Opinion
12479 Index No. 652609/14 Case No. 2019-04685
11-24-2020
Cowan, Liebowitz & Latman, P.C., New York (J. Christopher Jensen of counsel), for appellant. Whatley Kallas, LLP, New York (Patrick J. Sheehan of counsel), for respondent.
Cowan, Liebowitz & Latman, P.C., New York (J. Christopher Jensen of counsel), for appellant.
Whatley Kallas, LLP, New York (Patrick J. Sheehan of counsel), for respondent.
Renwick, J.P., Kapnick, Gesmer, Kern, JJ.
Order, Supreme Court, New York County (Joel M. Cohen, J.), entered on or about August 26, 2019, which, to the extent appealed from, denied defendant's motion for summary judgment dismissing the breach of contract, fraudulent inducement, and fraudulent misrepresentation claims and on its breach of contract counterclaim, unanimously affirmed, without costs.
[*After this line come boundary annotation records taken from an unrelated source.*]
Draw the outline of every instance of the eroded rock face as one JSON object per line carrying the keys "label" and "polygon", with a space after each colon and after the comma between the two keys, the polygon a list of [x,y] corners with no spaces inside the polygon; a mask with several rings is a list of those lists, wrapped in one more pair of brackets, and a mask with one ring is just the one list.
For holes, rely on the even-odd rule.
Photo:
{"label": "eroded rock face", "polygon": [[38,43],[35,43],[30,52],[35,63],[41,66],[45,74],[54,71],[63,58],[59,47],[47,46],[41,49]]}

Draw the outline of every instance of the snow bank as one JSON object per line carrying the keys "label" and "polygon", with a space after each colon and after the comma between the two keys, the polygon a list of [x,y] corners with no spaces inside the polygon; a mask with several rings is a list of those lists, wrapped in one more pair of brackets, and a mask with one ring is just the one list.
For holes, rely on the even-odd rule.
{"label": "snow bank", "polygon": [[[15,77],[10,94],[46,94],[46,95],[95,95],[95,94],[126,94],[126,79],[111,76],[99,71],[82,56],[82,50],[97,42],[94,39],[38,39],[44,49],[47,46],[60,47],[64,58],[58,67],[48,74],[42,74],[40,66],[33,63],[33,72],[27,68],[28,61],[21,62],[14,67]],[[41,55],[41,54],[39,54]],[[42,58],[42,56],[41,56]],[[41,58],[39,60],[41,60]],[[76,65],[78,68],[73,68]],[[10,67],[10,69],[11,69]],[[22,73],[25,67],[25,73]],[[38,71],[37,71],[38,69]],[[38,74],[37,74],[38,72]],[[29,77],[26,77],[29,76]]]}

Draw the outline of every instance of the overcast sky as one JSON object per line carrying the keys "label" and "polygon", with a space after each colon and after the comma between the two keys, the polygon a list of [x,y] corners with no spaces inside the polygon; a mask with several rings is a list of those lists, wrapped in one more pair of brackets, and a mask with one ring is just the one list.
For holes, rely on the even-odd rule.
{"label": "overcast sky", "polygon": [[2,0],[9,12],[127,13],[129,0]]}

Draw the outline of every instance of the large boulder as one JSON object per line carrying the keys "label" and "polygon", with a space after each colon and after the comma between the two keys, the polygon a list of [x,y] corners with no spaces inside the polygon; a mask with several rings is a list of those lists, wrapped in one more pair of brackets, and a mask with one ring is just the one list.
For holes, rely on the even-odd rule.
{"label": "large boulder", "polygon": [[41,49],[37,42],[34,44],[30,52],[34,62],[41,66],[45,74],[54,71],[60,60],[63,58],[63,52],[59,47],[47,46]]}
Plaintiff raised issues of fact as to its contract claims. In support of its allegation that defendant lacked authority to grant the license, plaintiff submitted evidence that defendant had previously granted an exclusive license for a predictive gaming application to another company. In support of its claim that the data feed supplied by defendant was insufficient, plaintiff submitted evidence of defects in and problems with the feed. With regard to defendant's promotional obligations, plaintiff submitted evidence that defendant may not have sent the required number of promotional emails and may not have reached the required number of impressions. Given the factual issues that exist as to whether defendant breached the contract, defendant is not entitled to summary judgment on its counterclaim for breach of the contract by plaintiff.
Plaintiff also raised issues of fact as to its fraud claims. Although there is insufficient evidence that defendant made false or misleading statements, there are triable issues regarding whether defendant had a duty to disclose that it had granted an exclusive license to another company. "The ‘special facts’ doctrine holds that ‘absent a fiduciary relationship between parties, there is nonetheless a duty to disclose when one party's superior knowledge of essential facts renders a transaction without disclosure inherently unfair’ " ( Greenman–Pedersen, Inc. v. Berryman & Henigar, Inc., 130 A.D.3d 514, 516, 14 N.Y.S.3d 20 [1st Dept. 2015], lv denied 29 N.Y.3d 913, 2017 WL 2744402 [2017], quoting Pramer S.C.A. v. Abaplus Intl. Corp., 76 A.D.3d 89, 99, 907 N.Y.S.2d 154 [1st Dept. 2010] ). The essential facts must not have been discoverable through the exercise of ordinary intelligence (see Swersky v. Dreyer & Traub, 219 A.D.2d 321, 328, 643 N.Y.S.2d 33 [1st Dept. 1996], appeal withdrawn 89 N.Y.2d 983, 656 N.Y.S.2d 741, 678 N.E.2d 1357 [1997] ). Based on the circumstances of this case, there are disputed issues of fact as to whether
the special facts doctrine applies to plaintiff's allegation that it did not know about the exclusive license and that, if it had known, it would not have entered into a contract with defendant.